The Corner

Hating Woody, Cont’d

John Moser makes an interesting point. An excerpt:

Today’s New York Times features a roundtable called “Hating Woodrow Wilson,” in which a number of scholars address the fascination certain conservatives such as Glenn Beck have with America’s twenty-eighth president.  Of course, there is the unsurprising divide among the discussants between liberals and conservatives, but what I find more interesting is how closely this corresponds to the fault line between historians and political theorists.  Even more interesting is how the two sides talk past one another.  The historians profess to be surprised at Beck’s hatred of Wilson; after all, critics of Wilson have traditionally tended to come from the left.  Wilson, they remind us, brought the country into a world war–isn’t rising to “national greatness” what conservatism’s supposed to be all about?–and once in that war he suppressed domestic dissent in a far more radical way than George W. Bush ever did.  Why not focus instead on FDR or Lyndon Johnson, under whose administrations the federal government grew much larger than it did under Wilson?

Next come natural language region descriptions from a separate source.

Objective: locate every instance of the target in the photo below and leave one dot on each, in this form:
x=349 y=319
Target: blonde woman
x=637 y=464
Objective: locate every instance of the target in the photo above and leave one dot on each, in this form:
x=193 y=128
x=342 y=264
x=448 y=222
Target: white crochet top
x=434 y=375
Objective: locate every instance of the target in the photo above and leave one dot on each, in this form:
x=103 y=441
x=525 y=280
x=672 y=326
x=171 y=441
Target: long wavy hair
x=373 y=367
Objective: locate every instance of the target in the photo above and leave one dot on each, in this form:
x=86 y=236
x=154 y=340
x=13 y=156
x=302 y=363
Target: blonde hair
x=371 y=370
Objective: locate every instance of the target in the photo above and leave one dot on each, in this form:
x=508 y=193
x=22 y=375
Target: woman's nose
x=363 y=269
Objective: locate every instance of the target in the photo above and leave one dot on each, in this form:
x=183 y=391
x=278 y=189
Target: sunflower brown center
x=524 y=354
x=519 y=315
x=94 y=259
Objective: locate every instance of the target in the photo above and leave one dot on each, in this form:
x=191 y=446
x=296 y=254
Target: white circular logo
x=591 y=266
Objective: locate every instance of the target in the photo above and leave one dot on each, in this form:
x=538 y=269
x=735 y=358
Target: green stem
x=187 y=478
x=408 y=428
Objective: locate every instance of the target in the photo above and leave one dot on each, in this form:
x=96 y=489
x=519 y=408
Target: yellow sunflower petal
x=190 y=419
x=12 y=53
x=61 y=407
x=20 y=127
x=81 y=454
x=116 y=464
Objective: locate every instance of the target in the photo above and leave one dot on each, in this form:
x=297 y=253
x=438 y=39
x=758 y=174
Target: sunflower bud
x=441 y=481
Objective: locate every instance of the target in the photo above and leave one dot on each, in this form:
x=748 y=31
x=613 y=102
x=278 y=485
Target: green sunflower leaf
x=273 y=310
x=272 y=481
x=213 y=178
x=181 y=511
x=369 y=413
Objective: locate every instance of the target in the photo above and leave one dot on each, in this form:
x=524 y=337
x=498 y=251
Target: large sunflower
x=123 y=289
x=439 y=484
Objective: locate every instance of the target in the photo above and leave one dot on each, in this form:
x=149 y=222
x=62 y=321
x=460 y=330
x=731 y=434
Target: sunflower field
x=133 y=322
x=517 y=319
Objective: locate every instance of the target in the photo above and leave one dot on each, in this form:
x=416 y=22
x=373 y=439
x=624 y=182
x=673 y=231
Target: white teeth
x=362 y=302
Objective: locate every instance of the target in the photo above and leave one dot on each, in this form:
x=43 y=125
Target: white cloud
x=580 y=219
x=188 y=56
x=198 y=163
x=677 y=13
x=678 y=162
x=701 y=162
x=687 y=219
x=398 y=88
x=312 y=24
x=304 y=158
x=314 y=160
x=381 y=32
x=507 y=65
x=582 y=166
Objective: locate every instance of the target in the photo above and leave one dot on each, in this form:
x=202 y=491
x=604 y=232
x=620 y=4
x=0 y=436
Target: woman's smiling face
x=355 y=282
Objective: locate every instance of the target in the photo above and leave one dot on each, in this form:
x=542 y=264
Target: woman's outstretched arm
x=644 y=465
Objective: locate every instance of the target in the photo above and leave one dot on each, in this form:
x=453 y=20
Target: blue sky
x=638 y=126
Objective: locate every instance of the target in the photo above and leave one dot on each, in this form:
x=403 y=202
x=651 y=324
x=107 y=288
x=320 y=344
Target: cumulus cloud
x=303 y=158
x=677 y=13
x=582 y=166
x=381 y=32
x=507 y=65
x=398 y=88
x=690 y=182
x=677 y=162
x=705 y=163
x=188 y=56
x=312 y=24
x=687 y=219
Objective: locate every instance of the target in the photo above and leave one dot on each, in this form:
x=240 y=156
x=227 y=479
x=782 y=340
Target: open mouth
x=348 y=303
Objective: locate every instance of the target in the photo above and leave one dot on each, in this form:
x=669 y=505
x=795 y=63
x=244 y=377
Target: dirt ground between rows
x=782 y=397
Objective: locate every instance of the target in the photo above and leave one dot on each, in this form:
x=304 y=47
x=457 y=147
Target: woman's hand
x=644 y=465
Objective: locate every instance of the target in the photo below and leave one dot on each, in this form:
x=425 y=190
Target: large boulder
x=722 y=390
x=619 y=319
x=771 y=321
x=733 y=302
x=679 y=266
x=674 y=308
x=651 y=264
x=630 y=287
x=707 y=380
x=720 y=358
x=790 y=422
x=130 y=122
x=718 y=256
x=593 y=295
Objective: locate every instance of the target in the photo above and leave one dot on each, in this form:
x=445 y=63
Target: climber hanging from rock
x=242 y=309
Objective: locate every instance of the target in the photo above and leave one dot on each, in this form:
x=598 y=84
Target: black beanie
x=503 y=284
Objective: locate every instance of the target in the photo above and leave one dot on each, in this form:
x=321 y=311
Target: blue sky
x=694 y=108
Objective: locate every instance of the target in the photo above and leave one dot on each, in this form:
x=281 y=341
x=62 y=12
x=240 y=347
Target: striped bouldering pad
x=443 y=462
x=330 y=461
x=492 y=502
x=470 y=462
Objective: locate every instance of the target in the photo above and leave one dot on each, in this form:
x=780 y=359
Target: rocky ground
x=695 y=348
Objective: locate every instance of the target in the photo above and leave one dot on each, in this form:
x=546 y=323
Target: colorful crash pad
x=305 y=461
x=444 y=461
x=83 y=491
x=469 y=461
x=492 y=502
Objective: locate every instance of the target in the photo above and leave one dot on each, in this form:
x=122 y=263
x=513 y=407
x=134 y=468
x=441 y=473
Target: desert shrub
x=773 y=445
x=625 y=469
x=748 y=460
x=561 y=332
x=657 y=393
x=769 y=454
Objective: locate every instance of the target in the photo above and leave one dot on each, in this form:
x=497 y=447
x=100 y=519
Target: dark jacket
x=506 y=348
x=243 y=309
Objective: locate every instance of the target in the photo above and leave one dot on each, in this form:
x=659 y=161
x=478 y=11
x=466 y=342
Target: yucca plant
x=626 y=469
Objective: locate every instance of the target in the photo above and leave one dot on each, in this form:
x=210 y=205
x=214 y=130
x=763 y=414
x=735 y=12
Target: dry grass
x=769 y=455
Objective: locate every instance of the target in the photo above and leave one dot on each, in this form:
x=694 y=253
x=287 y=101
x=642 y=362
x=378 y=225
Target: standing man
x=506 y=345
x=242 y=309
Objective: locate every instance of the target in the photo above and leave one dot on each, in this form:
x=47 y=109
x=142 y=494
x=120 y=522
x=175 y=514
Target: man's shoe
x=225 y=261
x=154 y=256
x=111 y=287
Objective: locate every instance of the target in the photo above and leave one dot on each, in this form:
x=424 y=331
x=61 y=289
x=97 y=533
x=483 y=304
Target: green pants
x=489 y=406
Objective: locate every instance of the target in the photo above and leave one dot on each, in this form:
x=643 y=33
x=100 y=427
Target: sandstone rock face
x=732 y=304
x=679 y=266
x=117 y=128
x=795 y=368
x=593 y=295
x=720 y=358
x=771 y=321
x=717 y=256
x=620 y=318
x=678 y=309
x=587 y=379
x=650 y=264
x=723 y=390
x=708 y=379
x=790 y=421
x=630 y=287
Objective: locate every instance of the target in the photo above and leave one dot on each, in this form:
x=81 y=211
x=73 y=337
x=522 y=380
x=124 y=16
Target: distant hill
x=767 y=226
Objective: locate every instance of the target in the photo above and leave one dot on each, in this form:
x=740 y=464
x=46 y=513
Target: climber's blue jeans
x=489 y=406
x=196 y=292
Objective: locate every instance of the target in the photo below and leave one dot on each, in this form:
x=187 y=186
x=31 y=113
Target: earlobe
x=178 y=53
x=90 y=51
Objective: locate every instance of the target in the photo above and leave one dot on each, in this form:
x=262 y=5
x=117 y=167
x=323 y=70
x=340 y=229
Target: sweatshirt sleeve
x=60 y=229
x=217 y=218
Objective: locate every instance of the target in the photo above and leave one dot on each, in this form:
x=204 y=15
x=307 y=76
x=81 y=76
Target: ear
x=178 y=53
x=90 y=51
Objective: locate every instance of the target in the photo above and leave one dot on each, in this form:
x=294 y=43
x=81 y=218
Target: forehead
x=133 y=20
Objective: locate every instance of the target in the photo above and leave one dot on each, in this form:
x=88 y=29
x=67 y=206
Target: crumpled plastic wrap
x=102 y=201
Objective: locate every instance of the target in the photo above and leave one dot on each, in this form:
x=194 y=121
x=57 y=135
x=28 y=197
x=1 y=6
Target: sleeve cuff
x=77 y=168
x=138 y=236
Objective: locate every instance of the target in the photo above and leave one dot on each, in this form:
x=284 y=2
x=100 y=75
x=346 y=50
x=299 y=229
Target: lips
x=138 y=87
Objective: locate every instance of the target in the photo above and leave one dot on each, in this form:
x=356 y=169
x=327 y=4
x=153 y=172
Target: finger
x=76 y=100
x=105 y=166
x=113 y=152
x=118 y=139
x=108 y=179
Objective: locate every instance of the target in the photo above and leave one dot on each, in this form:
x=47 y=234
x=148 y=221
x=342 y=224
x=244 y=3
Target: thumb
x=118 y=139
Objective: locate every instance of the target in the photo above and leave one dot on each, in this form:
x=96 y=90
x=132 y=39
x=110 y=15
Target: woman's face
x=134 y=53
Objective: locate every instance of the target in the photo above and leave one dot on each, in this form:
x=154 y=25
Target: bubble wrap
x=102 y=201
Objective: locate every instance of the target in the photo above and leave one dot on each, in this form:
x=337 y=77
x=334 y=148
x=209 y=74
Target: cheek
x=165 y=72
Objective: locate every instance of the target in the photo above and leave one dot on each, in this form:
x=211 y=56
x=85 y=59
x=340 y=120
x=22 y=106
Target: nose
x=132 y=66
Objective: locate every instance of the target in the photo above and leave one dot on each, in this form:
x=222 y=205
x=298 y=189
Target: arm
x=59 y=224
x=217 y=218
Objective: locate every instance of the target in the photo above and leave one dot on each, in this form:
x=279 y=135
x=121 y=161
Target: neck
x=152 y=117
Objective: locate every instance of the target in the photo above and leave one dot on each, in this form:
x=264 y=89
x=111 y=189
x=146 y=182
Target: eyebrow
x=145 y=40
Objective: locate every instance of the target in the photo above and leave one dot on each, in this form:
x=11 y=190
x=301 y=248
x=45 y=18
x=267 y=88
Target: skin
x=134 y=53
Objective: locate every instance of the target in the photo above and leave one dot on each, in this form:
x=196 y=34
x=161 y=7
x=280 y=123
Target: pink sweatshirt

The political theorists, on the other hand, pay almost no attention to what Wilson did as president, and focus rather on what he believed, as laid out in his various scholarly works.  Once we see that Wilson was the first president openly to repudiate the principles of the Founders, and sought to replace the notion of limited government with an expansive administrative state, it becomes far easier to understand why conservatives dislike him.

The comments are more interesting than the symposium as well.